Sono due ideologie compatibili che camminano insieme verso l’obiettivo dell’ibridazione uomo-macchina, sebbene con sostanziali differenze. Il fine del transumanesimo è elevare, migliorare, potenziare la natura umana; esso mantiene pertanto una prospettiva umanista e antropocentrica, mentre il postumanesimo ha una visione post-dualistica e post-antropocentrica, volta a ridefinire l’umano in senso plastico, dinamico, relazionale, persino ibridativo. In questa visione, l’umano perde la totale preminenza ontologica, epistemologica, etica sul non umano e viene interpretato come un prodotto storico mutevole e liquido, plastico. Anche numerosi sostenitori del transumanesimo, che si divide in diverse correnti culturali, aspirano però a portare l’evoluzione umana talmente in là da far divenire l’uomo pura mente in grado di colonizzare l’universo… e di fatto mirano a estinguere l’umanità come la conosciamo.

  • Il transumanesimo trae origine dal darwinismo sociale. Trattasi di una ideologia ottocentesca che consisteva nell’applicazione della teoria darwiniana dell’evoluzione della natura alla dimensione storico – sociale dell’umanità.
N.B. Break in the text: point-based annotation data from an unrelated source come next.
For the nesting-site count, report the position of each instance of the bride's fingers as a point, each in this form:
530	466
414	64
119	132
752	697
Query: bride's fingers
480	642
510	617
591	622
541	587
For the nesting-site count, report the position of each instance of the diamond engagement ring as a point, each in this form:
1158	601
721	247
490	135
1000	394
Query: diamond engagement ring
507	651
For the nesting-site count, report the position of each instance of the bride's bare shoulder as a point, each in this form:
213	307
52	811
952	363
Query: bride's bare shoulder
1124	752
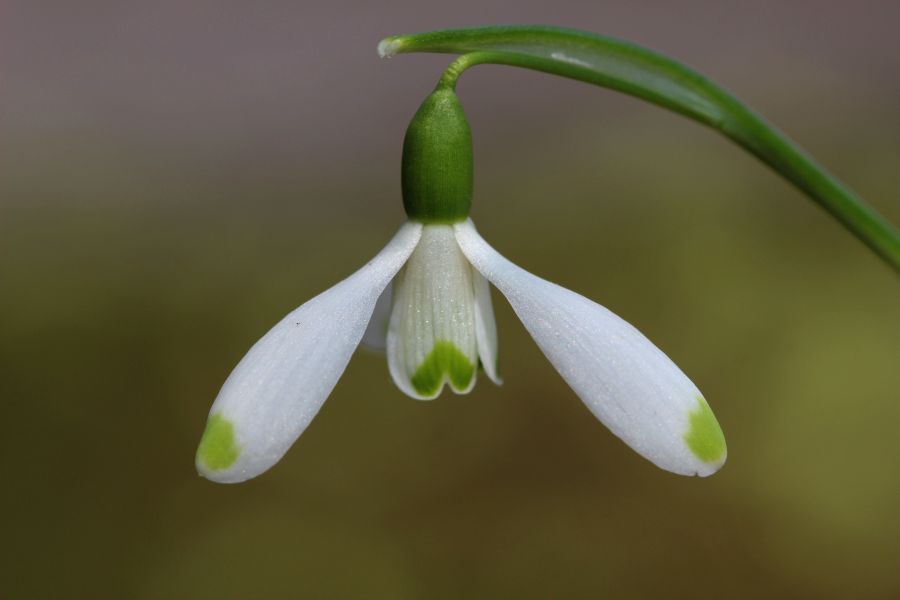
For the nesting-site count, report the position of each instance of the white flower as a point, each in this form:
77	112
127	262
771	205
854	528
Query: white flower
434	280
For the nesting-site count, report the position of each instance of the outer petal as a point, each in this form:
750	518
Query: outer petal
279	386
626	381
375	337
Il darwinismo diviene pertanto il necessario rispecchiamento culturale del dominio economico e politico del capitalismo anglosassone che comportava la negazione della trascendenza, l’esaltazione del progresso tecnologico, l’eugenetica e il sorgere del positivismo che eresse con Comte la scienza a “nuova religione dell’umanità”. L’ideologia del progresso illimitato nacque con il capitalismo. Il suo sviluppo fu ed è tuttora coerente con il dominio capitalista su scala globale. Qualora le ideologie novecentesche, sorte in contrapposizione al sistema capitalista, avessero prevalso, il progresso tecnologico avrebbe avuto delle fasi evolutive ed obiettivi diversi da quelli attuali? Le mie perplessità in merito sono avvalorate dal fatto che le ideologie novecentesche non rinnegarono il credo nella scienza e postularono esse stesse l’avvento dell’ “uomo nuovo”.
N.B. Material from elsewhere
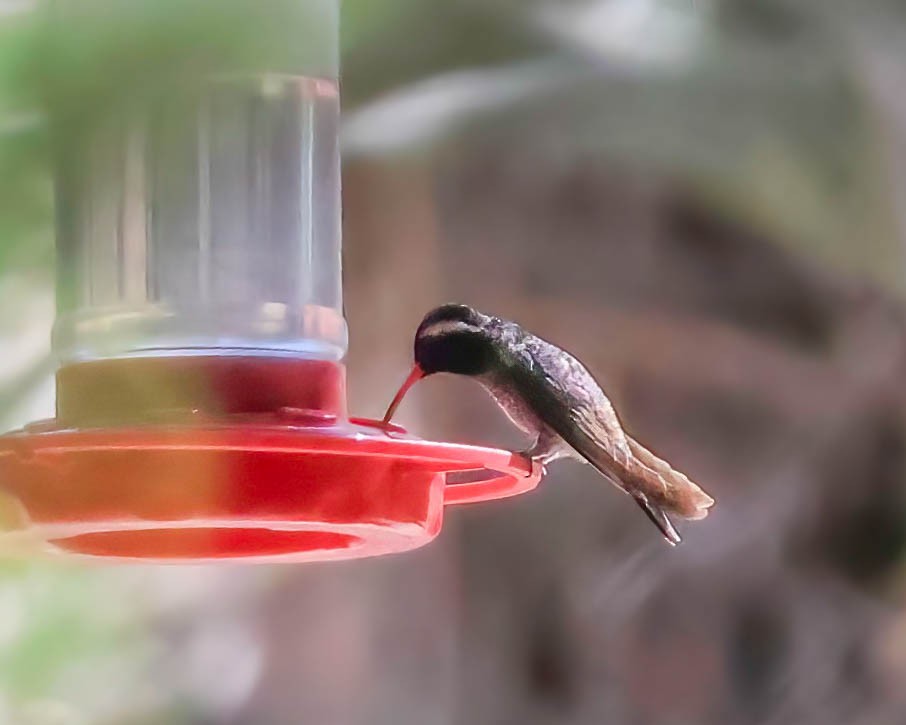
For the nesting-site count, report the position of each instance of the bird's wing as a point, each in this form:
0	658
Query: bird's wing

Come già spiegavamo con Gianluca Marletta in Governo Globale, la spinta per il rinnovamento universale e l’imposizione di un novus ordo, un nuovo governo globale da imporre a tutte le genti in contrapposizione al veuts ordo rappresentato dalla Chiesa cattolica e dall’impero asburgico, nasce e si concretizza durante la riforma protestante, trovando poi terreno fertile alla corte reale di Elisabetta I: semplicemente le velleità anche messianiche in ambito religioso protestante finiscono per convogliare, a partite da autori come Comenius e Francis Bacon con La nuova Atlantide al darwinismo sociale nell’esaltazione della scienza e della tecnica, portando oggi alla divinizzazione del progresso e dell’innovazione. Allora come oggi si voleva creare un “uomo nuovo”, perfetto cittadino di quell’ordine nuovo che si sarebbe creato e imposto alle genti.

  • Il progresso scientifico, dal punto di vista ideologico – politico, è indissolubilmente legato all’avvento dell’ordinamento politico liberal democratico. Progresso scientifico, evoluzione dei costumi, sviluppo economico ed emancipazione sociale vennero considerati aspetti diversi, ma imprescindibilmente connessi alla democrazia politica dello stato liberale. Ma nel sistema neoliberista attuale, si è verificata una netta, insanabile divaricazione tra sviluppo tecnologico, economia globale, emancipazione sociale e democrazia politica. L’ideologia del progresso illimitato, di radice illuminista, ha rivelato la sua natura eminentemente totalitaria. Il progresso tecno – scientifico, non necessita infatti di consenso popolare, né ammette qualsivoglia dissenso politico. La struttura oligarchica e tecnocratica che hanno assunto negli ultimi decenni le istituzioni politiche dell’Occidente ne sono la dimostrazione tangibile. Occorre pertanto elaborare una revisione storica dei fenomeni che presiedettero alla rivoluzione industriale e all’avvento del capitalismo. L’attuale totalitarismo liberal progressista, non smentisce l’interpretazione del fenomeno del luddismo ottocentesco come movimento reazionario, antistorico di resistenza al progresso e alla tecnologia? Non è opportuno invece considerare la natura umanistica e democratica del movimento luddista, quale reazione alla disumanizzazione della società, all’oggettivazione dell’uomo nella macchina? Il luddismo, come afferma J. C. Michea, presiedette alla nascita del socialismo. Occorre dunque creare un nuovo luddismo del XXI° secolo, quale forma di resistenza ad un progressismo che minaccia di distruggere antropologicamente la natura umana?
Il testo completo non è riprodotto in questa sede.